We endorse snacking! It is rare to find someone who only eats three meals a day. For most, snacking is key to tie you over until your next meal. That is why we recommend certain snacks as part of all of our cleanse programs. The best snacks are reasonably apportioned and consist of complex carbohydrates, lean proteins and healthy fats. These snacks not only help you achieve your weight loss goals but also improve your overall health. And, top of that snack list should be soup! Also, if you are like us and snack at the computer, wouldn’t you rather snack on food that you tend to eat more slowly (especially if it is hot) than you would a crunchy, salty snack? If eaten as a late afternoon snack, try a smaller amount of soup (8 ounces) and it will sustain you longer than that handful of chips. And, why not trade out that second or third cup of coffee during the day for a protein rich, extremely low calorie, nutrient dense bone broth?
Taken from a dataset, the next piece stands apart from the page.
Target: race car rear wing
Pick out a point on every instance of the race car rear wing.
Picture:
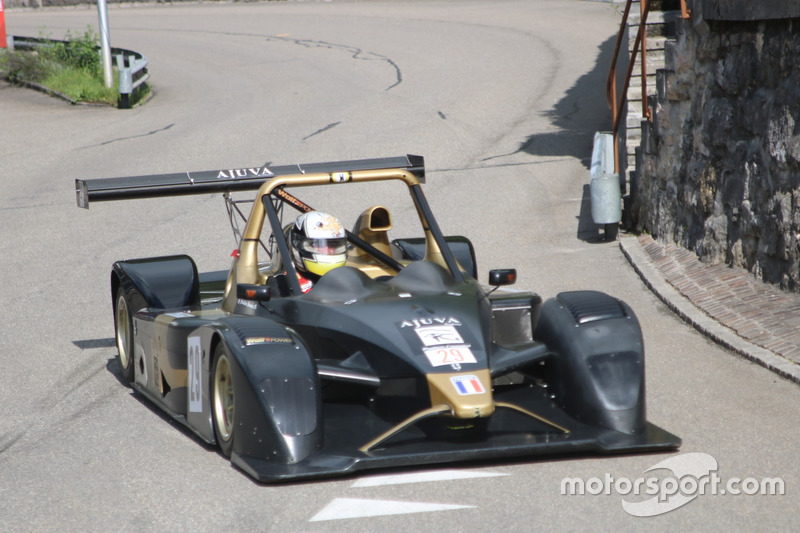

Not only is it the hands down healthier choice, it can also better satisfy any late in the day desire for comfort and savory foods.
Whether souping through a cleanse or by making soup a regular meal or snack, it all leads to a diet rich in whole foods, proteins, good fats and complex carbohydrates, disease-fighting phytonutrients and loads of fiber, all of which are crucial to optimal health.